Здесь даже размышлять было проще. Будто идеи приходили более глубокомысленные. Вот почему, подумалось ей однажды на прогулке, Хэвлок советовал отправиться в отпуск.
Проходя мимо бронзового фонтана в виде резвящихся херувимов и клумбы хризантем с кудрявыми белыми лепестками, она вспомнила, что ещё говорил Хэвлок по этому случаю:
– Наше существование, даже интеллект, держится на любви, без неё мы были бы не более, чем неодушевлёнными предметами.
Она последовала обоим его советам: уехала в отпуск, хотя, конечно, начиналась поездка по-другому, и влюбилась.
Каким же необычным образом всё складывалось. Гарретт провела большую часть жизни, убегая от вины за смерть матери, никогда не замедляясь настолько, чтобы заметить или придать значение тому, что она может упустить. И уж никак Гарретт не рассчитывала на любовь. Она расцвела таинственным образом, укоренившись, словно дикие фиалки, растущие в трещинах городской мостовой.
Хэвлок, вероятно, предупредил бы, что она знает Итана слишком мало, и не может быть уверена в нём или в подлинности своих собственных чувств.

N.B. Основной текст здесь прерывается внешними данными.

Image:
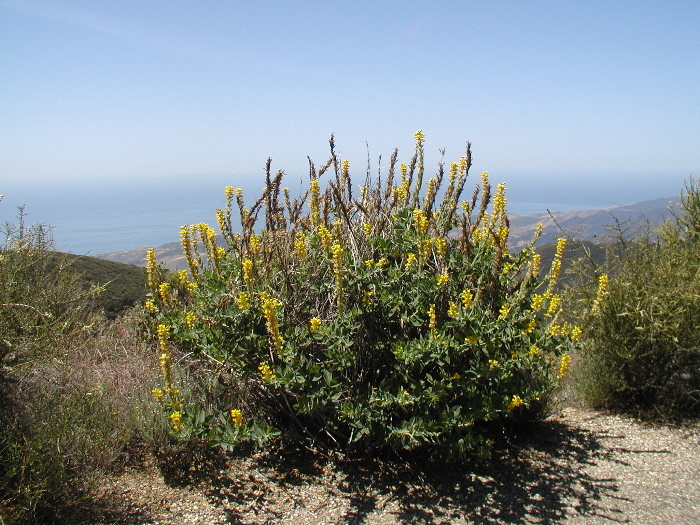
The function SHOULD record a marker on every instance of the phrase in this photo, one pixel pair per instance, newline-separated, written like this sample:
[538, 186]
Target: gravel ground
[578, 467]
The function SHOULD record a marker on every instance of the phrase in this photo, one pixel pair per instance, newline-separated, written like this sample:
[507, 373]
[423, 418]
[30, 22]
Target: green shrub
[69, 384]
[361, 318]
[641, 349]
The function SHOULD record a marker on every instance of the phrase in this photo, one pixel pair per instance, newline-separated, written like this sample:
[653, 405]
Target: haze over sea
[106, 216]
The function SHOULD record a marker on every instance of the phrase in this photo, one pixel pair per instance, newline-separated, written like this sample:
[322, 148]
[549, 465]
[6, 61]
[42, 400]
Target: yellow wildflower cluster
[269, 306]
[236, 418]
[247, 270]
[440, 246]
[164, 292]
[515, 403]
[176, 418]
[452, 310]
[411, 260]
[265, 372]
[151, 269]
[150, 306]
[326, 237]
[467, 299]
[564, 364]
[243, 301]
[337, 254]
[300, 245]
[432, 323]
[602, 289]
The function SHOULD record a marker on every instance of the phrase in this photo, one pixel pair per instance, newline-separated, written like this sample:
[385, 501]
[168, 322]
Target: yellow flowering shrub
[428, 318]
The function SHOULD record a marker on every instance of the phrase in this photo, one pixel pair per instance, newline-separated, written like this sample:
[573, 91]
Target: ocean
[102, 216]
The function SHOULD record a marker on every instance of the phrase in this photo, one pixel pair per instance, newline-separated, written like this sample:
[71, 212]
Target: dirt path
[580, 467]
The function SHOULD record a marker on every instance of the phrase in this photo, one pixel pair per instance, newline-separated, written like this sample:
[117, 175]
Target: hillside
[124, 284]
[582, 224]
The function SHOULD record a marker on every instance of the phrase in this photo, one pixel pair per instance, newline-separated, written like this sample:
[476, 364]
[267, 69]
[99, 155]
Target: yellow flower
[237, 418]
[432, 324]
[576, 333]
[176, 418]
[243, 301]
[467, 298]
[452, 310]
[150, 306]
[515, 403]
[564, 364]
[265, 372]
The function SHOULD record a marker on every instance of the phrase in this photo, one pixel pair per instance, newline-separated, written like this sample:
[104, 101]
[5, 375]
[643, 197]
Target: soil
[577, 467]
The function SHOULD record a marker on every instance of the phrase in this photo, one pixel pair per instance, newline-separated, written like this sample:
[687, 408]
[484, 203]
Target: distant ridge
[584, 224]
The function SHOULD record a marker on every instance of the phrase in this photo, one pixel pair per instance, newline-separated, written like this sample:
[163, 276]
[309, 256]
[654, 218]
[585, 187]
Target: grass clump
[641, 345]
[389, 315]
[70, 385]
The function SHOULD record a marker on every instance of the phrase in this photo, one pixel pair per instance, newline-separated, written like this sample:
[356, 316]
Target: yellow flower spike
[236, 418]
[576, 333]
[326, 237]
[411, 260]
[452, 310]
[243, 301]
[265, 372]
[554, 302]
[176, 418]
[247, 269]
[150, 306]
[537, 302]
[515, 403]
[564, 364]
[467, 299]
[300, 245]
[432, 323]
[602, 289]
[441, 246]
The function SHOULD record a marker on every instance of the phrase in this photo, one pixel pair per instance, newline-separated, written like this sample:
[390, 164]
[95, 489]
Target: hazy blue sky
[149, 89]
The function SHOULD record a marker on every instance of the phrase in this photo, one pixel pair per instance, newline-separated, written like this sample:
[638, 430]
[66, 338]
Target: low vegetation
[390, 316]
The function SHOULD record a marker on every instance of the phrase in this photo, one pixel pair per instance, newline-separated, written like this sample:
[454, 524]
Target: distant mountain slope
[585, 224]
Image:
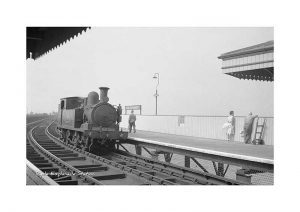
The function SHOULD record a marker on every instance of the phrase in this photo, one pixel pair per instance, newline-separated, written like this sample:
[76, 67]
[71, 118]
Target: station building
[252, 63]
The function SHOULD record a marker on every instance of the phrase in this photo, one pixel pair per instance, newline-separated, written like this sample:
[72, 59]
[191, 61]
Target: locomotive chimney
[103, 94]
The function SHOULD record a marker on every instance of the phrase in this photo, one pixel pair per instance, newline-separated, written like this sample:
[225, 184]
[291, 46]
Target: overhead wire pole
[156, 76]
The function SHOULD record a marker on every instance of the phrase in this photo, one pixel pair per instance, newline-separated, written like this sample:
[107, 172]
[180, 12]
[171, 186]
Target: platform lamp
[156, 76]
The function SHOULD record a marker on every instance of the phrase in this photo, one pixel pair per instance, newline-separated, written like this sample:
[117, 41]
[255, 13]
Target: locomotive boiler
[90, 123]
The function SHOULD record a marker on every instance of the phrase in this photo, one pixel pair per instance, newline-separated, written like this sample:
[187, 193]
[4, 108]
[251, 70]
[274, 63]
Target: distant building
[253, 62]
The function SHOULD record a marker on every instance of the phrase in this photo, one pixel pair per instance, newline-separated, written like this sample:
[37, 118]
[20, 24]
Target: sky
[125, 60]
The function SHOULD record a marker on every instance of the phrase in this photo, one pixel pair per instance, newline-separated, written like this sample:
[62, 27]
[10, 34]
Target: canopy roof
[253, 62]
[41, 40]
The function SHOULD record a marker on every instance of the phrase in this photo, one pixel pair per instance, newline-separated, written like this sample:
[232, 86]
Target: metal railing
[197, 126]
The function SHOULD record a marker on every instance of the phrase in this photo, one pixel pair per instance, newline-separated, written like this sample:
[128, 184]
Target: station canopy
[41, 40]
[253, 62]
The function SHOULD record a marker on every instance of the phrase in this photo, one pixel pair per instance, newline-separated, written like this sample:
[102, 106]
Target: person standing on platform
[248, 125]
[230, 126]
[131, 122]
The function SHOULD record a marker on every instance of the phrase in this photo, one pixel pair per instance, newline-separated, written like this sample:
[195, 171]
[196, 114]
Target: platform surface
[263, 152]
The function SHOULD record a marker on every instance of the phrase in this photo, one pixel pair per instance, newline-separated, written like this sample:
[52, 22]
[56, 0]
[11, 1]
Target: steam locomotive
[90, 123]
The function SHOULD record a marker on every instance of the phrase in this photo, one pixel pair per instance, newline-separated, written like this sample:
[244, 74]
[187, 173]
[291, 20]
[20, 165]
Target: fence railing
[198, 126]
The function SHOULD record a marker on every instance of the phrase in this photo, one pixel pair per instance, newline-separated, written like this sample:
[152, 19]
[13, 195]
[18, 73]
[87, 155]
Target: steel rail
[122, 167]
[179, 171]
[197, 176]
[59, 161]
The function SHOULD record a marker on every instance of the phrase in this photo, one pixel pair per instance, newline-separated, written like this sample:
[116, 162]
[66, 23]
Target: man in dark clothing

Большинство людей сказали бы, что всё случилось чересчур быстро. Но кое в чём Гарретт не сомневалась. Она знала, что Итан принимает её недостатки так же беспрекословно, как и она его: причём, если со своими собственными они примириться не могли, то с лёгкостью закрывали глаза на изъяны друг друга. И ещё Гарретт знала, что он любит её без всяких условий. Они оказались каждый на своём жизненном перепутье, и сейчас у них появился шанс вместе отправиться новой дорогой, если хватит смелости им воспользоваться.
На обратном пути к дому Гарретт свернула на извилистую тропинку, ведущую к огородам и птичнику. Вместо стандартного сарая и прилегающего к нему загона, обнесённого решёткой, куры в Приорате Эверсби жили во дворце. Центральное строение из кирпича и дерева было увенчано шиферной крышей и ажурными парапетами, а фасад украшала белая колоннада. От главного здания тянулись два полукруглых крыла, они обхватывали мощёный двор и небольшой пруд для птиц.

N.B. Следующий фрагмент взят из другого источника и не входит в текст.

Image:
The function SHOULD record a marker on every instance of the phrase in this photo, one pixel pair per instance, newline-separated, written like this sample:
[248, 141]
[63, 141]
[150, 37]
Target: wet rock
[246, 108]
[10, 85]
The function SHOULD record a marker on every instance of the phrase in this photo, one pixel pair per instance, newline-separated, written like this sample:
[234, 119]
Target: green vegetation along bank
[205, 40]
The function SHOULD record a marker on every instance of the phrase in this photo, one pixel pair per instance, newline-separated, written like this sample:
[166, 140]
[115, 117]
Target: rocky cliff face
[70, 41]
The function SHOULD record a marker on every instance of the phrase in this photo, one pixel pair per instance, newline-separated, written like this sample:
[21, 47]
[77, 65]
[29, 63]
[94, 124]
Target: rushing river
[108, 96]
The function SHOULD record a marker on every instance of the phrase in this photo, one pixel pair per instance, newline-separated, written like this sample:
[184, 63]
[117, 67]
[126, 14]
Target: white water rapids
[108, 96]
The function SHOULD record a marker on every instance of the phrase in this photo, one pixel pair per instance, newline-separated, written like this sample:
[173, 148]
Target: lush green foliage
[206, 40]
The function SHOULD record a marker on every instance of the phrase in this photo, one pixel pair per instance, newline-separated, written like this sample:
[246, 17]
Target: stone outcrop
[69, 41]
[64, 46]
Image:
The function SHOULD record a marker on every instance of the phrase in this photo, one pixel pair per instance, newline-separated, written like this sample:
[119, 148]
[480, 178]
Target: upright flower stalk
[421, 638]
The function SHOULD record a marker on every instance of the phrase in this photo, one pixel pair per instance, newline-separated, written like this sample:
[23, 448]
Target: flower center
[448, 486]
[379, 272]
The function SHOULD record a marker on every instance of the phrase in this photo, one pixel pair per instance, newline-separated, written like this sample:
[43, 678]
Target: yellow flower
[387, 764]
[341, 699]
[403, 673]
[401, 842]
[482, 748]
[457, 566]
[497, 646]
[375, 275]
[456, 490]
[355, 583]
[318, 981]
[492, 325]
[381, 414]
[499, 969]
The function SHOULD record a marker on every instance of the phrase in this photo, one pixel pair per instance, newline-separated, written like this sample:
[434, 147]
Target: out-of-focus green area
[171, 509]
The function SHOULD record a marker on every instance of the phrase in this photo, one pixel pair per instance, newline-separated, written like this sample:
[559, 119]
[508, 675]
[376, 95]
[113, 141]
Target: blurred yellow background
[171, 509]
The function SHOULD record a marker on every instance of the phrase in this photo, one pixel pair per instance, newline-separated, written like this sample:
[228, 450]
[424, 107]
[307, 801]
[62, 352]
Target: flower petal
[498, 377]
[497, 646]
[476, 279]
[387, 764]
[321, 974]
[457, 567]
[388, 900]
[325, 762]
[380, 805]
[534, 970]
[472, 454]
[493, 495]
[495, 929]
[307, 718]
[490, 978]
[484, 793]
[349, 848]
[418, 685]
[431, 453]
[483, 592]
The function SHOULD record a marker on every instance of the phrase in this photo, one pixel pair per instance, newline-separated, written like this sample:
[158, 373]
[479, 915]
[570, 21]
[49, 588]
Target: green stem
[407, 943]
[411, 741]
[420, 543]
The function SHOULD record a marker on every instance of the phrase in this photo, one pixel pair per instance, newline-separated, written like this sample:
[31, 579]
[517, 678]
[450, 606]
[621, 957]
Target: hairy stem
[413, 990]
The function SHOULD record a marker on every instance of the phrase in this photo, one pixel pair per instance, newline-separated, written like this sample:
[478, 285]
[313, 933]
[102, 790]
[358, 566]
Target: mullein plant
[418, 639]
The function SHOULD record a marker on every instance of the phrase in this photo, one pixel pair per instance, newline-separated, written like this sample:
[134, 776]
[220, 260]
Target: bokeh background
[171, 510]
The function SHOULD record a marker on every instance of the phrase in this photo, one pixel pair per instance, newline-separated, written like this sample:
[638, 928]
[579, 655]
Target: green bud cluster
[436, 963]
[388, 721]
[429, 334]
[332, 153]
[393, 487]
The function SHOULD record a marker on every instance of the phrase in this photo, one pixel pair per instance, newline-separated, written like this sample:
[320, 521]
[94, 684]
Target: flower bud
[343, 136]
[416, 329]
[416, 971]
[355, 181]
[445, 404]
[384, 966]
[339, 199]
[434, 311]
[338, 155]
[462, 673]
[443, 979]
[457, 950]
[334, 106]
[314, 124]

Гарретт обошла сооружение и оказалась позади птичника, где обнесённые проволокой загоны располагались рядом с фруктовыми деревьями. У одного из угловых столбов стоял пожилой садовник и что-то говорил молодому человеку, который сидел на корточках и чинил ограждение.
Он обладал мощным телосложением и находился в хорошей физической форме, его руки ловко соединяли сломанную проволоку при помощи пары плоскогубцев. Ещё до того, как Гарретт увидела лицо мужчины под потрёпанной шляпой, она узнала в нём Уэста Рэвенела по низкому звучному голосу.
– Боже, помоги, понятия не имею, что им ещё нужно, – уныло сказал он. – Попробуйте убрать их из холодного парника и перенести обратно в теплицу.